El caso del Rancho Izaguirre en Teuchitlán, Jalisco sigue dando de qué hablar: En esta ocasión fue la detención de José Ascensión Murguía Santiago, alcalde de dicha población, acusado de delincuencia organizada, desaparición forzada de personas, tráfico de armas y vehículos, e incluso, de forzar a las víctimas a la siniestra práctica de consumir carne humana. Con la reserva que al caso corresponde, y sin quedarnos en la mera anécdota, lo anterior da pie a una profunda reflexión como sociedad. Hasta qué punto la normalización de la violencia extrema ha ido generando en todos nosotros una indiferencia hacia el sufrimiento de otros seres humanos.
Nuestros tiempos se distinguen por una creciente crisis de la verdad. Con la participación de las redes sociales esta se vuelve acomodaticia, relativa, o simplemente se niega. La frontera entre verdad y mentira se difumina, y hasta llegamos a considerar que un hecho es verdad o mentira, dependiendo de quién hable de ello.
Diría Hannah Arendt, filósofa judía alemana adelantada a su época, en su obra La banalidad del mal que vivimos unos tiempos en los que la verdad ha dejado de importar. Y que el mal que hoy detectamos no está provocado por personas en esencia malvadas, sino por seres humanos anodinos que se han dejado llevar por la corriente predominante, tanto, que son incapaces de cuestionar o juzgar sus propias acciones, alejadas de un concepto de moralidad.
Nacida a principios del siglo veinte, sobreviviente de las dos grandes guerras, y discípula de pensadores como Heidegger, fue profunda estudiosa de los regímenes totalitaristas, autora de Los orígenes del Totalitarismo, obra en la que se plantea que estos regímenes, finalmente, anulan toda libertad, y bajo esta óptica, no permiten juzgar los actos propios ni de los demás, en un imaginario social dictado por las cabezas del sistema, en donde ya nadie es capaz de oponerse a las medidas coercitivas que este impone.
Habiendo conocido durante varios años ya, los horrores asociados a la delincuencia organizada en México, no nos sorprende en mayor medida que ahora sepamos sobre el canibalismo forzado del que se hace mención. La percepción de considerarlo como práctica infrahumana pasa por el tamiz de nuestra indiferencia y viene a sumarse a un montón de contenidos que se mantienen estáticos en nuestro imaginario colectivo.

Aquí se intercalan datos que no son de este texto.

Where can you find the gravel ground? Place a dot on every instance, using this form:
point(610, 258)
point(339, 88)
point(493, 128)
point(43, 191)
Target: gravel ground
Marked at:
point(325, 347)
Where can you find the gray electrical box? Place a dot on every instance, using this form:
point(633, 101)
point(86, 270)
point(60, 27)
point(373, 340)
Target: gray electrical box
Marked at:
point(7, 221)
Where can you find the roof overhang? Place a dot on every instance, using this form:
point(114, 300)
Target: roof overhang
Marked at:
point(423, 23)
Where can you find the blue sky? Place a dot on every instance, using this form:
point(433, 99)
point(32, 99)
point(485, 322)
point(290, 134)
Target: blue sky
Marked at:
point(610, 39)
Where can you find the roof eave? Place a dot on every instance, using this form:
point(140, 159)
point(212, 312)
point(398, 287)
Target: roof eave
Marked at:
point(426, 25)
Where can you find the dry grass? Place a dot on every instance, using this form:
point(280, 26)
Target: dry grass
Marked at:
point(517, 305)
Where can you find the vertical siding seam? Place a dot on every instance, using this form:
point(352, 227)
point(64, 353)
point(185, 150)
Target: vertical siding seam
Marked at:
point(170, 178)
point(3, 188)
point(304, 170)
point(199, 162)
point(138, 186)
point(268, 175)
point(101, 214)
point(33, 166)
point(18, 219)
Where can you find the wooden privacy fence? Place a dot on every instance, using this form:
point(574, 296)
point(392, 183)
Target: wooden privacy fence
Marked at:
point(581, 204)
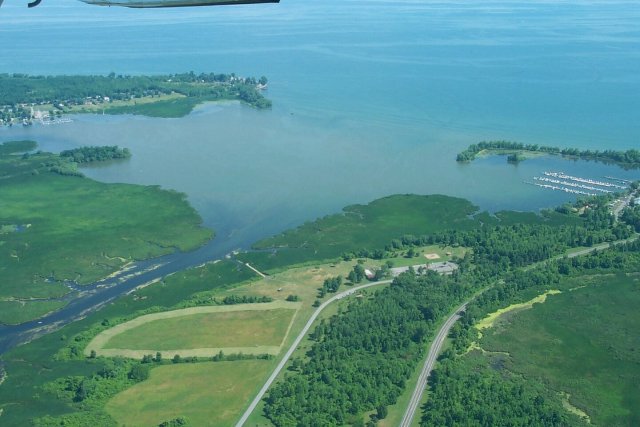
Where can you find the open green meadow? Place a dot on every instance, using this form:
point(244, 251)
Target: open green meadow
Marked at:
point(206, 394)
point(242, 328)
point(582, 343)
point(59, 354)
point(74, 228)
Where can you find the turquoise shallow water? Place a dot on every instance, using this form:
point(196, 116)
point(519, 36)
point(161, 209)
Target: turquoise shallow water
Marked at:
point(370, 98)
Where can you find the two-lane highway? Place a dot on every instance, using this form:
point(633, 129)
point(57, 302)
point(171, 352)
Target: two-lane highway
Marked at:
point(295, 344)
point(436, 346)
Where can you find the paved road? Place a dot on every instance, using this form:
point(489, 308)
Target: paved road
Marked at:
point(295, 344)
point(436, 346)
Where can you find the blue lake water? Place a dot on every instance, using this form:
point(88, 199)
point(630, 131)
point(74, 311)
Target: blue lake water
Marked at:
point(370, 98)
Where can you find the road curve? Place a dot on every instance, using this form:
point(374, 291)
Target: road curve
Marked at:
point(295, 344)
point(436, 345)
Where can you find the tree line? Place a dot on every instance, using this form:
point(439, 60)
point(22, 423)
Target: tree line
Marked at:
point(629, 158)
point(90, 154)
point(466, 392)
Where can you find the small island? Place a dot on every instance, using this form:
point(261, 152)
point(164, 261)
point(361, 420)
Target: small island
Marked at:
point(25, 99)
point(517, 152)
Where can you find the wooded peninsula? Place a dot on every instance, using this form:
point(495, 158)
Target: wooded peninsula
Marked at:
point(25, 98)
point(516, 152)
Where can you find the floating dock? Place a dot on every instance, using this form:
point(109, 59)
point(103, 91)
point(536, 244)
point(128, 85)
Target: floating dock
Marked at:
point(559, 181)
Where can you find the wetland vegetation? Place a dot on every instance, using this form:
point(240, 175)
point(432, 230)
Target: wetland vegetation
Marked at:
point(93, 229)
point(367, 348)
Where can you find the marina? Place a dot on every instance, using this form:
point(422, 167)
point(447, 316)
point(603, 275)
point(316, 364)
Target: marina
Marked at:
point(559, 181)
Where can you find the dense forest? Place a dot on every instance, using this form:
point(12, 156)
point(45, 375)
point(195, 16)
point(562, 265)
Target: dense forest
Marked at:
point(627, 159)
point(493, 395)
point(18, 92)
point(361, 360)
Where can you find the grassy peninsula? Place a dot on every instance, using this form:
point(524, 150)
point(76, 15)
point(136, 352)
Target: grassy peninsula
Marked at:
point(25, 98)
point(56, 225)
point(517, 152)
point(360, 359)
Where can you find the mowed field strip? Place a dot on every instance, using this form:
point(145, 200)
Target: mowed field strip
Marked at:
point(201, 331)
point(207, 394)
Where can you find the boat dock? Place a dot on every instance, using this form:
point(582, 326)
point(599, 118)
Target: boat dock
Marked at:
point(559, 181)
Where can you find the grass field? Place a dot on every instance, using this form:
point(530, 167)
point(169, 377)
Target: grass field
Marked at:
point(583, 342)
point(32, 365)
point(74, 228)
point(210, 328)
point(207, 394)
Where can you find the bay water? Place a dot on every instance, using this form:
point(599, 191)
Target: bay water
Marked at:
point(371, 98)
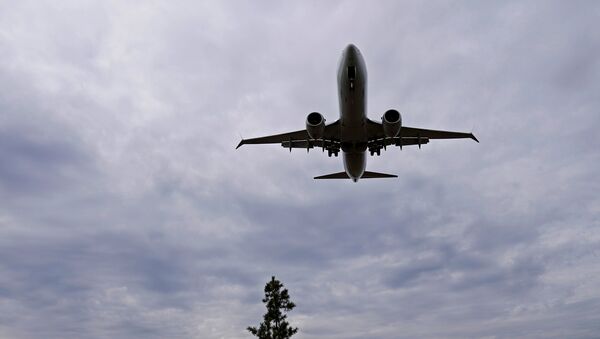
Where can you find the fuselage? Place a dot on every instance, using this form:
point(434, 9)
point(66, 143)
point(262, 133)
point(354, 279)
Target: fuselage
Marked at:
point(352, 93)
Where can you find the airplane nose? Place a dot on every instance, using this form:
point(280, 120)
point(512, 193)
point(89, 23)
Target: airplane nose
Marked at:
point(351, 50)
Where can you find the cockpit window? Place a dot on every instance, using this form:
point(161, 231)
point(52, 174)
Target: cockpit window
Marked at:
point(351, 72)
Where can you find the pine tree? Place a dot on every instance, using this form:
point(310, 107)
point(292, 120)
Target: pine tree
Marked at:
point(278, 303)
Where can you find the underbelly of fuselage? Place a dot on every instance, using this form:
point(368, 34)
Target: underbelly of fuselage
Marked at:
point(353, 134)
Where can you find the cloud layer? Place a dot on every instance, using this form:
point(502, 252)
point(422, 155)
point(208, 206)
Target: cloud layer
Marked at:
point(126, 212)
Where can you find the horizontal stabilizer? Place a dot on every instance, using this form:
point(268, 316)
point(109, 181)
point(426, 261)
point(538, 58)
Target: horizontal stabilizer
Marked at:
point(372, 175)
point(366, 175)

En gran medida, como lo hemos mencionado en otros momentos, las redes sociales ejercen su influencia en esta indiferencia colectiva, propiciando que no distingamos claramente la frontera entre contenidos reales y virtuales. Influye el modo como se nos presentan, y definitivamente influye también la abundancia de noticias que hallamos cada vez que revisamos nuestros aparatos electrónicos en busca de información. Caemos en la inercia y dejamos de ocuparnos por distinguir si las fuentes de origen son serias, verosímiles y libres de sesgo.

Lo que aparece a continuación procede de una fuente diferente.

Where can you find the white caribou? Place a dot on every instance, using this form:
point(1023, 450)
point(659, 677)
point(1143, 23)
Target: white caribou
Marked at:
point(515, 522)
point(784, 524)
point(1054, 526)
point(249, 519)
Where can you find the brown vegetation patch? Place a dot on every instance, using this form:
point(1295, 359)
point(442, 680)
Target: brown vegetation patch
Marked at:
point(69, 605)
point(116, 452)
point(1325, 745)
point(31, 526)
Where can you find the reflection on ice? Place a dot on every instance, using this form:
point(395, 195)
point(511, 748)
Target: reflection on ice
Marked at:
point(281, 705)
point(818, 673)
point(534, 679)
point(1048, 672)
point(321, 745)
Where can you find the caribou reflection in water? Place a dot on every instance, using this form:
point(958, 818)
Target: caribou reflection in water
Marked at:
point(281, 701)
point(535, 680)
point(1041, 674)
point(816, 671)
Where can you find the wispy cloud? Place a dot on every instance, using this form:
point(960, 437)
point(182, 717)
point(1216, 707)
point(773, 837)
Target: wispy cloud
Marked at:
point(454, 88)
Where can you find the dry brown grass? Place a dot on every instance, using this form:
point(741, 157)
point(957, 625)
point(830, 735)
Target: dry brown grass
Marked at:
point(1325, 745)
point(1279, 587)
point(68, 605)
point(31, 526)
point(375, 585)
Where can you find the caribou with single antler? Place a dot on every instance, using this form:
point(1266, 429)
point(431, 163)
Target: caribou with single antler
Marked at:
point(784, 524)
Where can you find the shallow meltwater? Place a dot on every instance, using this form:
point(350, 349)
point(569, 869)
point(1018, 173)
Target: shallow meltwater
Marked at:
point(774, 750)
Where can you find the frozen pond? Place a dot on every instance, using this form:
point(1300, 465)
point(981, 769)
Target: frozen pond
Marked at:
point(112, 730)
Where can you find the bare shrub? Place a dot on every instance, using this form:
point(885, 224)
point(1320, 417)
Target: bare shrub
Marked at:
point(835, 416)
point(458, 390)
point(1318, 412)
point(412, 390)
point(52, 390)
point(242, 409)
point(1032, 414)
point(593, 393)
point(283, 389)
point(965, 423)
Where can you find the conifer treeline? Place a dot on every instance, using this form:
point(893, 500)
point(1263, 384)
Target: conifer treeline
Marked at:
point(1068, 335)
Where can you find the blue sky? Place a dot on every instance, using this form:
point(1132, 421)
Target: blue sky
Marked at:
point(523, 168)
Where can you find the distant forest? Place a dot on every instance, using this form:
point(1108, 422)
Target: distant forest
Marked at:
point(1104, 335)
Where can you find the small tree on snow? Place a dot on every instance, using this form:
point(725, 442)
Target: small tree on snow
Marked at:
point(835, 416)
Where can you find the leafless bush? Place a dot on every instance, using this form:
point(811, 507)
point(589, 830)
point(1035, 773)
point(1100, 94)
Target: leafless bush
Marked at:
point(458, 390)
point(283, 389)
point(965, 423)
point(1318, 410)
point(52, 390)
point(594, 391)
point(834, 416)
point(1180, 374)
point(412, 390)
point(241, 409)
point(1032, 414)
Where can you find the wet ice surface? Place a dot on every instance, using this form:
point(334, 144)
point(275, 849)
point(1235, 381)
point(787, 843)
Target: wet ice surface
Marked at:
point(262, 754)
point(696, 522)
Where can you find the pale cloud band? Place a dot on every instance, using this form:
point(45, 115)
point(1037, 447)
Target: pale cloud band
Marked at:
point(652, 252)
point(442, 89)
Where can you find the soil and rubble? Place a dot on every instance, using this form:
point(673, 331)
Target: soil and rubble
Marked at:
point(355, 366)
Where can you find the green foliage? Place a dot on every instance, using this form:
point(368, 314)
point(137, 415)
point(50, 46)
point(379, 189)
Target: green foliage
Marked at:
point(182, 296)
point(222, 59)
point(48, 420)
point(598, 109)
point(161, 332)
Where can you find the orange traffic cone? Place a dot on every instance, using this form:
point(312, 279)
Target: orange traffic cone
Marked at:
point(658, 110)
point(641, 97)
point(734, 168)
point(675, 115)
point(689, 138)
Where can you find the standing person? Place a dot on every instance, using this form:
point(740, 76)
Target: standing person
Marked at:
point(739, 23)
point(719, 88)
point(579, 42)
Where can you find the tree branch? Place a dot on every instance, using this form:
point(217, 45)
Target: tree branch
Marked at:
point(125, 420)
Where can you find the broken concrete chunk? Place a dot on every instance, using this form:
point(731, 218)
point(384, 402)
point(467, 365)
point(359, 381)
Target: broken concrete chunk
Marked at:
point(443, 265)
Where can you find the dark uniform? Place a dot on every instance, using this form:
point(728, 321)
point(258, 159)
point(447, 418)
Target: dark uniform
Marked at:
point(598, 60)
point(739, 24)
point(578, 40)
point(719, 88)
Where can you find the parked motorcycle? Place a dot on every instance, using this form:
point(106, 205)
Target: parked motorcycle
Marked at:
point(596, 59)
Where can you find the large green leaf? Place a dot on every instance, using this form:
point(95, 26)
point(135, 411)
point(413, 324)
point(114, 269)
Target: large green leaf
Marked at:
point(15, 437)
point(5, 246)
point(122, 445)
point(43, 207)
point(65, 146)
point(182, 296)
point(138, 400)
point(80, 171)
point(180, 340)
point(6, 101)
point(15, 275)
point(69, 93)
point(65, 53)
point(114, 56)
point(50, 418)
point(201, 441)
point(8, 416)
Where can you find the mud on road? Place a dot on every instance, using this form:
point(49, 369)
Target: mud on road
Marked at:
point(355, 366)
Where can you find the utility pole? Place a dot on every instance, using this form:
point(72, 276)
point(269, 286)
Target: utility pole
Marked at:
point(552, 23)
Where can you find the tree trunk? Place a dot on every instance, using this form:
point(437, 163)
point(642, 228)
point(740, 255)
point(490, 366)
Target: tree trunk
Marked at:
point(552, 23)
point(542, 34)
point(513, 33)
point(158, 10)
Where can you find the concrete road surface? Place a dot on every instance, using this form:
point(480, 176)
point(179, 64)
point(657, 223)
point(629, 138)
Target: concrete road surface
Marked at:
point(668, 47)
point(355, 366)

Hannah Arendt falleció en 1975, y fue hasta quince años después cuando la Internet se expandió para alcanzar la penetración que ahora tiene. Aun así, como una adelantada a su tiempo ella habría insinuado, a propósito de estos mecanismos, como los generados por redes sociales, que la comodidad desde donde nos estamos informando, propicia la indiferencia hacia los seres humanos afectados por dichos contenidos.

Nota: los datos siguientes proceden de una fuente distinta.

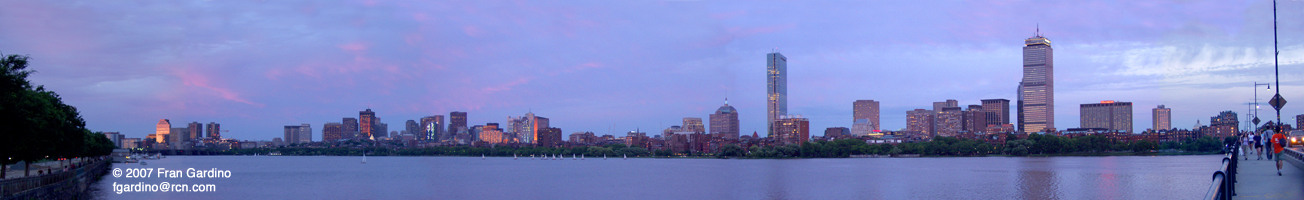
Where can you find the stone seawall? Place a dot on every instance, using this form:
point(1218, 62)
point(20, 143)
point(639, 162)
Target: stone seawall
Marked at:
point(64, 184)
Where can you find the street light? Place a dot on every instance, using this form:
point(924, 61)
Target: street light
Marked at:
point(1256, 98)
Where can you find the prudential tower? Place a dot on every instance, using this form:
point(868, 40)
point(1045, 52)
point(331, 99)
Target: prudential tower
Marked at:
point(1037, 89)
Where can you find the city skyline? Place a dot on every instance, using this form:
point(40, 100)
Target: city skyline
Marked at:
point(257, 73)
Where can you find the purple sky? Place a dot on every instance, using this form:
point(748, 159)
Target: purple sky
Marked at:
point(617, 66)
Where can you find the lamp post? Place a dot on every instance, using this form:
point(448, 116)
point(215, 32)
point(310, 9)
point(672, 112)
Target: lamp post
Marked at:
point(1256, 101)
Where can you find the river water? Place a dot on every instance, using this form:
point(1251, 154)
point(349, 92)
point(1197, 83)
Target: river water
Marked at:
point(1166, 177)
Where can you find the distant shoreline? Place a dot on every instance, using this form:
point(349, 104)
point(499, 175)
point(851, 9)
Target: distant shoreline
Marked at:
point(1058, 154)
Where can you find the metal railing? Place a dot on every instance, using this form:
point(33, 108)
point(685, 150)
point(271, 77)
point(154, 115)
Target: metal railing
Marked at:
point(9, 187)
point(1223, 186)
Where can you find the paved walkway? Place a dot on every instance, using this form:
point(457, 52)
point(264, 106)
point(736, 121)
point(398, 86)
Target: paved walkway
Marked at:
point(1259, 179)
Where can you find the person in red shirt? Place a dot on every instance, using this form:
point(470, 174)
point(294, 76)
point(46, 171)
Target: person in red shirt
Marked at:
point(1277, 149)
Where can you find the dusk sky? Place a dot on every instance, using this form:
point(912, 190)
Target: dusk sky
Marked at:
point(612, 67)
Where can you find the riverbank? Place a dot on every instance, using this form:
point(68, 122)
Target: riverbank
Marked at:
point(71, 183)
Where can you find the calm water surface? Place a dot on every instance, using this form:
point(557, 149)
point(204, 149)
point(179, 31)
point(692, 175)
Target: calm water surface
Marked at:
point(1169, 177)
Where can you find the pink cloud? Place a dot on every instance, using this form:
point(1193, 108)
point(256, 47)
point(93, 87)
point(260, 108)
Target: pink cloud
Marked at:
point(202, 81)
point(354, 47)
point(506, 86)
point(728, 15)
point(472, 30)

Buen momento para sacudir nuestra cabeza y librarnos de esas palabras que nos tienen, de alguna manera, vueltos presas de la indiferencia. Hora de voltear a ver las desgracias de otros como situaciones que igual podrían ocurrir a los nuestros, de modo de solidarizarnos y comenzar a sentir un poco del dolor de esos familiares desesperados en su búsqueda. Tiempo de ejercitar la responsabilidad individual, sin dejarnos llevar por la inercia del rebaño. ¿O, en serio, será hasta que nos toque de cerca la tragedia, con un “Teuchitlán” cercano a nuestros seres queridos, cuando vamos a comenzar a actuar?